お面を被って、急いでドアを開けて出ていこうとしている彼に声をかける。

「ま、待って!!」

「……っ!?」

振り向いた彼はギョッとした反応を見せたが、私の言葉を待つようにじっと見つめ返してくる。
私がよく知っている昔の彼のものとは違う視線に不自然なほどどくり、と心臓が大きくはねた。
顔に血が上る。それでも彼の誤解を解かなければ。

「さ、最近…その、ごめん。私自分でもびっくりするぐらい自分らしく振る舞えないっていうか、なんというか、その……。」

好きだという事実を隠しながら、ほかの事実をどう説明すればいいのか、パンクしそうになる頭を限界まで稼働させるも、意味不明な弁明になってしまう。
彼は頭をガシガシとかいた後、それで?と催促してくれるがごめん、としか言えなかった。

「あのなぁ…それだけじゃ説明になってねぇって。」

「…ごめん。」

「…。そのお面となんか関係あんのか?」

彼の一言に思わずえ、と答えに行き詰ってしまう。確かにいきなり仮面をつけたままで弁明されても意味が分からない。
普通はふざけているとしか思えない行動に、彼は何か関係があるのか?とわざわざ聞いてくれたのだ。
お面のことについても弁明しなくてはならなくなってしまったがこれはどう説明すればいいのだろう。
必死に考えるもこれまた同様にいい考えが浮かばずに撃沈してしまう。

「……本当はずっと悔しかったんだよな…。」

「え?」

「そのお面つける前、リリーのピンチに俺は間に合わなかった…。あの時リリーを助けたのは遊星だ。」

「でも駆け付けてくれたじゃない。
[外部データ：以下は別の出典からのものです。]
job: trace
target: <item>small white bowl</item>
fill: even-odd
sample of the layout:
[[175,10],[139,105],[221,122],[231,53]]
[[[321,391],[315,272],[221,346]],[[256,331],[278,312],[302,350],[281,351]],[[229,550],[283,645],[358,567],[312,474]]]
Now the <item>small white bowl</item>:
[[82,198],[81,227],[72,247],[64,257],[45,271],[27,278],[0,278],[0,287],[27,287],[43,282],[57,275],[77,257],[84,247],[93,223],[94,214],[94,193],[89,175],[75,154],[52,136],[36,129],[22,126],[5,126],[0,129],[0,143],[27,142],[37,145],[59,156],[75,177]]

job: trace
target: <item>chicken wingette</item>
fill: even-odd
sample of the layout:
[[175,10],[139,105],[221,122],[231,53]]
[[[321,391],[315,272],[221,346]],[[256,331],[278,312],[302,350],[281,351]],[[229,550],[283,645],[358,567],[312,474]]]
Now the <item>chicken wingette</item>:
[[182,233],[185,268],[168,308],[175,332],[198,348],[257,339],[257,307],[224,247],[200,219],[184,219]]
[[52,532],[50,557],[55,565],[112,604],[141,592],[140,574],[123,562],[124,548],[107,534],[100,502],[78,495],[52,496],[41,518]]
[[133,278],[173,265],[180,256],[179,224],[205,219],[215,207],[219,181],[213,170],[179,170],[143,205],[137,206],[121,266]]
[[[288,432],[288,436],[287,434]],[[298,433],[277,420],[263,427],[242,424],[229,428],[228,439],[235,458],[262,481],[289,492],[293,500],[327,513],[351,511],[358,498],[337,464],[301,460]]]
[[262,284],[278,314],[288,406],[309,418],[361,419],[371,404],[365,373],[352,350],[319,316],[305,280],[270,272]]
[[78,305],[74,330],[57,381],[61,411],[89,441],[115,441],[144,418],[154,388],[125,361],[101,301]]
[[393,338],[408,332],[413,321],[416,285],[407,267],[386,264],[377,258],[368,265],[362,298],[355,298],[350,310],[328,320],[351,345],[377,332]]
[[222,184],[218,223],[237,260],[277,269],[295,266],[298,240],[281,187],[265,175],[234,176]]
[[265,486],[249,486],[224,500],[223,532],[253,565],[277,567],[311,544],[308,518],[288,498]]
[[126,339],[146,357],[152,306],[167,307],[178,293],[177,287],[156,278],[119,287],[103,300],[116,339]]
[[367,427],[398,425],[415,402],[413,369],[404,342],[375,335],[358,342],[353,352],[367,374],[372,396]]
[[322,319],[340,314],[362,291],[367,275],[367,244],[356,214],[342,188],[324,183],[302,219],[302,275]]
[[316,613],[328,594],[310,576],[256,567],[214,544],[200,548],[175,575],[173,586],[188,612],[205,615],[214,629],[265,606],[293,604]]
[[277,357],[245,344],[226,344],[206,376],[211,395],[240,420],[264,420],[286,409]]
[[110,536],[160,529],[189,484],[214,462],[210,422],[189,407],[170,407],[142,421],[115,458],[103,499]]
」

急にどうしたのかと思えば彼の話はどうやらこの仮面をくれたときの話をしているようだった。
お面越しでもわかるほどクロウの表情は曇っている。
私の非であるのに、彼が思い詰めているのは申し訳なかった。
もともと今回の件も前回も私の初動に原因があるわけで、彼に非はない。
そう考えていたとき、彼はなにかピンと来たのかパッと顔を上げた。

「そういやあの時からリリーおかしかったよな…。」

「え…っ。」

思わず方がびくりと反応してしまう。
その様子に気づかない彼ではなく、表情は確信へと変わり数メートルほどあった距離をにじりよってくる。
いや、あの、と誤魔化そうと頭をフル回転させるがいい案が出ない自分の能力のなさに落胆した。
意識する間もなく彼は目と鼻の先ほどの距離まで詰めてきた。
一度意識すれば顔への血流の上昇を免れない。お面が間にあるとはいえ心臓への負荷が和らぐことは無かった。
彼との間に適度な距離を置こうとゆっくり後退しようとするも、彼の両手で両頬をがっしりと捕らえられてしまったためそれは無意味に終わった。

「…逃がさねぇ。」

「…っ!」

彼に頬の体温が伝わってしまっていないだろうか。
私の気持ちがばれてしまっていないだろうか。
この気持ちを知られてしまうことが何より怖い。私があなたを好きだということを知ったら、あなたはどういう反応をするのだろう。
きっとあなたは私をただの幼馴染としか思ってないのに…。
考えるだけでもこの気持ちを消し去りたくなる。けれどその思いとは裏腹にこの気持ちは簡単には消えてくれない。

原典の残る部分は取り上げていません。